You are viewing a plain text version of this content. The canonical link for it is here.
Posted to user@pig.apache.org by Michael Malak <mi...@yahoo.com> on 2013/01/18 19:49:19 UTC
Hard-coded inline relations
I'm new to Pig, and it looks like there is no provision to declare relations inline in a Pig script (without LOADing from an external file)?
Based on
http://pig.apache.org/docs/r0.7.0/piglatin_ref2.html#Constants
I would have thought the following would constitute "Hello World" for Pig:
A = {('Hello'),('World')};
DUMP A;
But I get a syntax error. The ability to inline relations would be useful for debugging. Is this limitation by design, or is it just not implemented yet?
Re: Hard-coded inline relations
Posted by Dmitriy Ryaboy <dv...@gmail.com>.
Ok you can build it from my EB branch:
https://github.com/dvryaboy/elephant-bird/tree/add_locationtuple_loader
You will want to build the elephant-bird-pig package, and the loader is
com.twitter.elephantbird.pig.load.LocationAsTuple
Here's the javadoc:
/**
* Parses the "location" into a tuple by splitting on a delimiter, and
returns it.
* Handy for turning scalars into relations. For example:
* <pre>{@code
* languages = load 'en,fr,jp' using LocationAsTuple(',');
* -- languages is ('en', 'fr', 'jp')
* language_bag = foreach languages generate flatten(TOBAG(*));
* -- language_bag is a relation with three rows, ('en'), ('fr'), ('jp')
* }</pre>
*/
On Thu, Jan 24, 2013 at 1:03 PM, Dmitriy Ryaboy <dv...@gmail.com> wrote:
>
> I have a loader that does exactly that. Let me see about dropping into
Elephant-Bird.
>
>
> On Thu, Jan 24, 2013 at 8:15 AM, Alan Gates <ga...@hortonworks.com> wrote:
>>
>> I agree this would be useful for debugging, but I'd go about it a
different way. Rather than add new syntax as you propose, it seems we
could easily create an inline loader, so your script would look something
like:
>>
>> A = load '{(Hello), (World)}' using InlineLoader();
>> dump A;
>>
>> Alan.
>>
>> On Jan 18, 2013, at 10:49 AM, Michael Malak wrote:
>>
>> > I'm new to Pig, and it looks like there is no provision to declare
relations inline in a Pig script (without LOADing from an external file)?
>> >
>> > Based on
>> > http://pig.apache.org/docs/r0.7.0/piglatin_ref2.html#Constants
>> > I would have thought the following would constitute "Hello World" for
Pig:
>> >
>> > A = {('Hello'),('World')};
>> > DUMP A;
>> >
>> > But I get a syntax error. The ability to inline relations would be
useful for debugging. Is this limitation by design, or is it just not
implemented yet?
>> >
>>
>
Re: Hard-coded inline relations
Posted by Dmitriy Ryaboy <dv...@gmail.com>.

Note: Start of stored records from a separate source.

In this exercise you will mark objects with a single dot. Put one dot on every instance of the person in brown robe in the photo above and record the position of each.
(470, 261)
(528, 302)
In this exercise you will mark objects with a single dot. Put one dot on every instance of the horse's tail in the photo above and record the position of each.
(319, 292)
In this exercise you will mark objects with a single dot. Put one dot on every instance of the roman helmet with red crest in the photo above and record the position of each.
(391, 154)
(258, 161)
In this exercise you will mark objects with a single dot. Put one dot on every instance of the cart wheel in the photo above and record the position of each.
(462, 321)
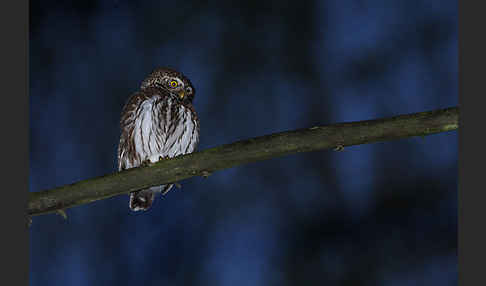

I have a loader that does exactly that. Let me see about dropping into
Elephant-Bird.
On Thu, Jan 24, 2013 at 8:15 AM, Alan Gates <ga...@hortonworks.com> wrote:
> I agree this would be useful for debugging, but I'd go about it a
> different way. Rather than add new syntax as you propose, it seems we
> could easily create an inline loader, so your script would look something
> like:
>
> A = load '{(Hello), (World)}' using InlineLoader();
> dump A;
>
> Alan.
>
> On Jan 18, 2013, at 10:49 AM, Michael Malak wrote:
>
> > I'm new to Pig, and it looks like there is no provision to declare
> relations inline in a Pig script (without LOADing from an external file)?
> >
> > Based on
> > http://pig.apache.org/docs/r0.7.0/piglatin_ref2.html#Constants
> > I would have thought the following would constitute "Hello World" for
> Pig:
> >
> > A = {('Hello'),('World')};
> > DUMP A;
> >
> > But I get a syntax error. The ability to inline relations would be
> useful for debugging. Is this limitation by design, or is it just not
> implemented yet?
> >
>
>
Re: Hard-coded inline relations
Posted by Alan Gates <ga...@hortonworks.com>.
I agree this would be useful for debugging, but I'd go about it a different way. Rather than add new syntax as you propose, it seems we could easily create an inline loader, so your script would look something like:
A = load '{(Hello), (World)}' using InlineLoader();
dump A;
Alan.
On Jan 18, 2013, at 10:49 AM, Michael Malak wrote:
> I'm new to Pig, and it looks like there is no provision to declare relations inline in a Pig script (without LOADing from an external file)?
>
> Based on
> http://pig.apache.org/docs/r0.7.0/piglatin_ref2.html#Constants
> I would have thought the following would constitute "Hello World" for Pig:
>
> A = {('Hello'),('World')};
> DUMP A;
>
> But I get a syntax error. The ability to inline relations would be useful for debugging. Is this limitation by design, or is it just not implemented yet?
>